CANBERRA (Reuters) - Australia’s conservative government on Tuesday proposed tax cuts for low and middle-income earners and record spending on health and education while promising the first budget surplus in more than a decade, shaping its pitch for votes in an imminent election.
Treasurer Josh Frydenberg offered A$158 billion ($112 billion) in tax cuts over the next decade primarily aimed at middle-income earners, on top of tax cuts of A$144 billion last year, as the coalition government, which is trailing in opinion polls, tries to win over voters.
An election must be held by mid-May and could be called as soon as this week.

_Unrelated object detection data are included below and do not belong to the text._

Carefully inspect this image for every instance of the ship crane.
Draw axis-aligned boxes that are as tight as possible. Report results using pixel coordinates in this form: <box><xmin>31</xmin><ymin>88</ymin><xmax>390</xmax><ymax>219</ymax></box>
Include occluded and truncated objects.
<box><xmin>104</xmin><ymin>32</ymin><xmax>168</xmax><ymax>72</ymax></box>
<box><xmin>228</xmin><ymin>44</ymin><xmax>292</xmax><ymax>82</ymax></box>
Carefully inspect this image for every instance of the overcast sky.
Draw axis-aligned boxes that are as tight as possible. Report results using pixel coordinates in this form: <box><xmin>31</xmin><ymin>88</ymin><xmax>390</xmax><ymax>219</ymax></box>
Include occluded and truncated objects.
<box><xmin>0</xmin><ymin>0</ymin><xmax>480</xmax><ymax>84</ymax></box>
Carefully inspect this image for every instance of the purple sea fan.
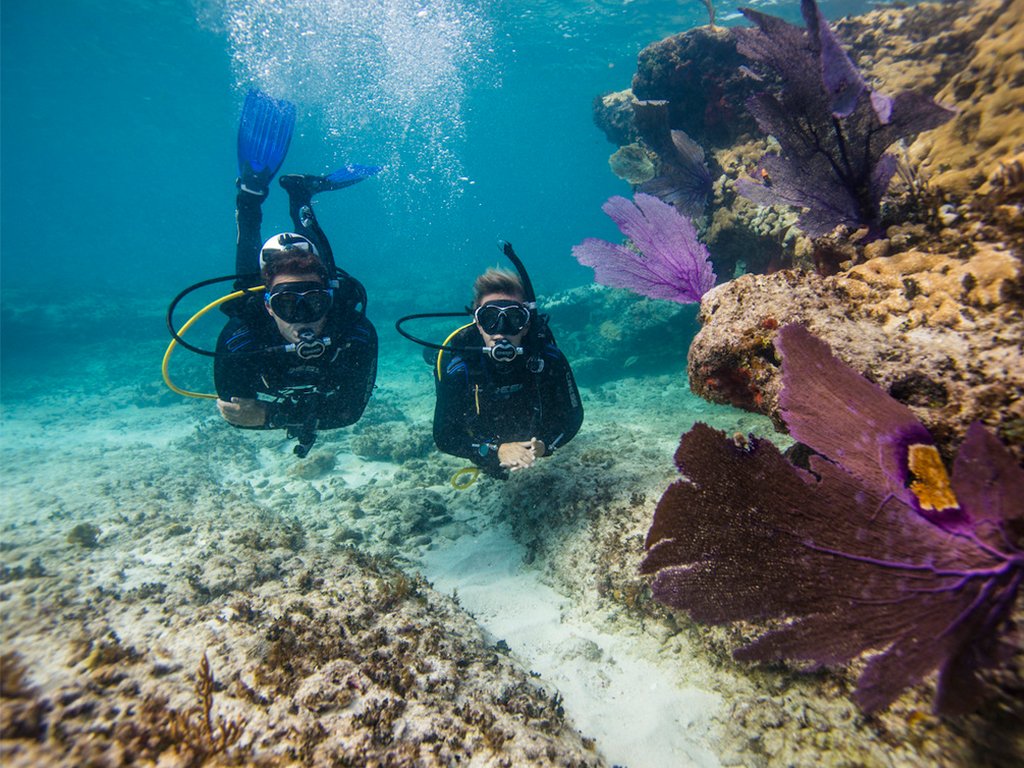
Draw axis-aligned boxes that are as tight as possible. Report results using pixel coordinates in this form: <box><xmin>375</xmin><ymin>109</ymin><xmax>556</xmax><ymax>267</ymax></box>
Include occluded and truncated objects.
<box><xmin>641</xmin><ymin>325</ymin><xmax>1024</xmax><ymax>715</ymax></box>
<box><xmin>735</xmin><ymin>0</ymin><xmax>953</xmax><ymax>239</ymax></box>
<box><xmin>572</xmin><ymin>193</ymin><xmax>715</xmax><ymax>304</ymax></box>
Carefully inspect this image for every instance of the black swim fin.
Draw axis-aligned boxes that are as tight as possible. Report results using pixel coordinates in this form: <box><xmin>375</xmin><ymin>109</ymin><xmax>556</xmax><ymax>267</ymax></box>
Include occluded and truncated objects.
<box><xmin>239</xmin><ymin>88</ymin><xmax>295</xmax><ymax>197</ymax></box>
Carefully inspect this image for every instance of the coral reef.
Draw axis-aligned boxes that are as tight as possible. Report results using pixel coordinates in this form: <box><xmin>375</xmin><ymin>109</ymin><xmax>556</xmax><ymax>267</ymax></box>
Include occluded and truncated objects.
<box><xmin>626</xmin><ymin>27</ymin><xmax>757</xmax><ymax>147</ymax></box>
<box><xmin>572</xmin><ymin>193</ymin><xmax>715</xmax><ymax>304</ymax></box>
<box><xmin>642</xmin><ymin>325</ymin><xmax>1024</xmax><ymax>715</ymax></box>
<box><xmin>735</xmin><ymin>0</ymin><xmax>952</xmax><ymax>240</ymax></box>
<box><xmin>688</xmin><ymin>244</ymin><xmax>1024</xmax><ymax>455</ymax></box>
<box><xmin>910</xmin><ymin>0</ymin><xmax>1024</xmax><ymax>200</ymax></box>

“The budget is back in the black, and Australia is back on track,” Frydenberg told parliament in a budget speech on Tuesday evening.
“For the first time in 12 years, our nation is again paying its own way.”
Analysts long expected a spending plan designed to attract votes.
“It is the pre-election budget to end all pre-election budgets - it is extraordinarily generous,” said Paul Williams, professor of political science at Griffith University.
There was muted reaction by the Australian dollar after the budget release. Earlier on Tuesday, it slid after the country’s central bank held interest rates steady but still managed to sound dovish to some.
Standard & Poor’s and Moody’s left their top AAA ratings for Australia unchanged.
S&P said the country would achieve stronger fiscal outcomes than anticipated in the near term because of robust commodity prices and terms of trade. Moody’s said strong employment growth supported the economy.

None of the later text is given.